有可能是酒醉后的突然驚醒,也有可能是這小樓太過安靜,她的語氣很平靜,像是在描述一件跟自己無關的事情,“嗯,我想起來了,我們又分手了。”
一時無言。
屋內氣氛安靜到了極點,她甚至聽見外面風吹樹林的聲音。
“抱歉啊,好像弄臟了你的床單。”
段宴秋總覺得佟春夏那平靜的聲音有些刺耳,他寧愿她發瘋打他耳光,也不愿見她現在這樣失魂落魄。
她的冷靜,讓他心里突然疼了一下。
“沒關系的。明天我讓阿姨洗一遍。”段宴秋見她要下床,連忙伸手扶她,“你喝醉了,我送你回家吧。”
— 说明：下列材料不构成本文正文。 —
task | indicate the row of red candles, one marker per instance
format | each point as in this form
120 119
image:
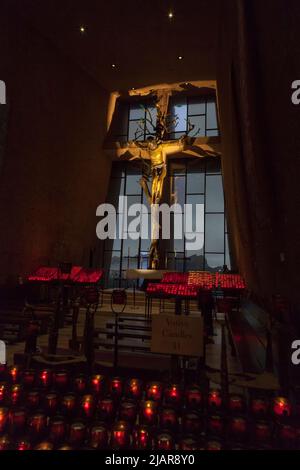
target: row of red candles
123 435
132 388
205 280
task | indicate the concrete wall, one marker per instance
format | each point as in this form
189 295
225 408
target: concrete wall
259 47
54 172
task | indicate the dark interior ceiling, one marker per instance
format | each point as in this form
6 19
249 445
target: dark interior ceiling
136 35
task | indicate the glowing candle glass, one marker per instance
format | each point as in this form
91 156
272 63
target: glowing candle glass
141 438
28 377
99 436
154 391
87 406
168 418
173 394
133 388
106 409
164 441
97 384
148 413
79 384
45 378
214 399
282 407
120 436
77 433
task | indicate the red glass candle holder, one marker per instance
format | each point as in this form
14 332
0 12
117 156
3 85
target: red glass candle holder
60 379
192 423
28 378
154 391
216 425
120 436
87 406
142 438
77 433
134 389
213 445
45 445
173 395
238 428
57 429
3 419
14 373
68 404
33 399
65 447
215 399
259 407
45 378
99 437
149 412
37 425
23 444
3 392
262 431
236 404
51 403
16 392
168 418
193 397
164 441
106 409
128 411
5 443
79 384
282 407
17 421
116 387
188 443
97 384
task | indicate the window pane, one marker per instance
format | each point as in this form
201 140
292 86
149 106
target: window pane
227 252
136 111
199 126
214 233
214 262
136 130
214 194
211 115
111 264
195 106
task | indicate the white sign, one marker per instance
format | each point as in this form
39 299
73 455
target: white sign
177 334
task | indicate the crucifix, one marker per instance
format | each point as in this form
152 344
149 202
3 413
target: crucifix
154 168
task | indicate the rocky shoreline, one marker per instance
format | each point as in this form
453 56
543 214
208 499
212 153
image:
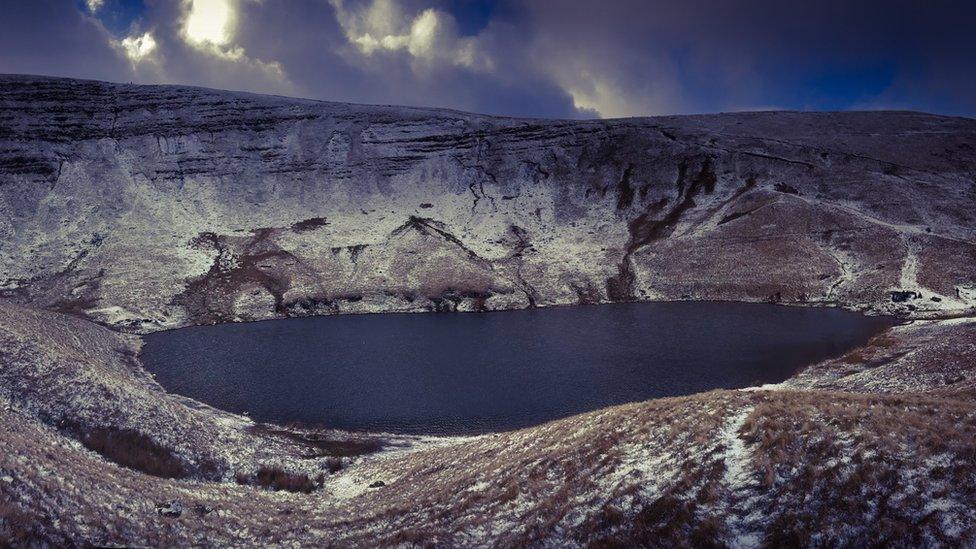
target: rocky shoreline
131 209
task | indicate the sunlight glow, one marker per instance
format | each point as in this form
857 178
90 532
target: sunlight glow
138 48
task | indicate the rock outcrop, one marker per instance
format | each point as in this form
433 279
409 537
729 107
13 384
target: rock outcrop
150 207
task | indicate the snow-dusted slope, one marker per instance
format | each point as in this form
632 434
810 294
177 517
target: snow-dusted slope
149 207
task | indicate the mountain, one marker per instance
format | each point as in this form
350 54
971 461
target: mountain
128 209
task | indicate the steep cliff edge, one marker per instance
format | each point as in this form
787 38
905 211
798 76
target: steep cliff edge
150 207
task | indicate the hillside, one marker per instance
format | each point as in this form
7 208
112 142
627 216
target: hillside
151 207
129 209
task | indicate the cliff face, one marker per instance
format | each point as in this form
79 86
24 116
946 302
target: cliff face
148 207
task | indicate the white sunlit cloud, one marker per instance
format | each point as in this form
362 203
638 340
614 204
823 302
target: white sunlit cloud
429 36
137 48
209 27
209 22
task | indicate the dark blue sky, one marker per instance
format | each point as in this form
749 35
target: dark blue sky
551 58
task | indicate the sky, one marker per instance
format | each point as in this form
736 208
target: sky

“你也喝了酒,算了吧。”佟春夏勉強一笑,“外面應該能打到車。”
“我讓馬澗過來送你。”段宴秋這樣說著,作勢給馬澗打電話,卻被佟春夏制止。
因為馬澗剛剛給她送鑰匙來過一趟,估計剛到家,又把他叫出來。因為自己的事情讓別人來回奔波,佟春夏也確實沒臉。
“真的不用了。不是說好了嗎,不會再做讓我誤會的事情。”
段宴秋的手僵在半空,他眼波低垂,黑白分明的眸子里似渲染上了一層悲慟。
于是,他終于只是站在一邊。
佟春夏搖搖晃晃的起身,余光瞥見了段晏秋床頭柜上有一張照片,好像是個女生,穿著學士服在照相。
佟春夏眉頭微皺,嘟噥著:“這人誰啊——”
她伸手就要去拿照相框,豈料段晏秋動作還挺快,上前兩步將相框搶了過來藏在身后。
佟春夏見他這么在意,心下好奇:“不能看嗎?”
“請不要隨便碰我的東西,我不喜歡。”
佟春夏似習慣了他的冷漠一般,抽身,“好。”
她下了床站起身來,理了理衣服往外走。剛走兩步,一個猛子轉身,她趁其不備抱住段晏秋,從他的身后一下搶過了相框。
段晏秋臉色微微一變,怒不可遏道:“佟春夏!”
佟春夏動作更快,搶了相框就跑,誰知酒氣上頭,她跑得踉踉蹌蹌剛好撞在門上,一下子癱軟在了地上。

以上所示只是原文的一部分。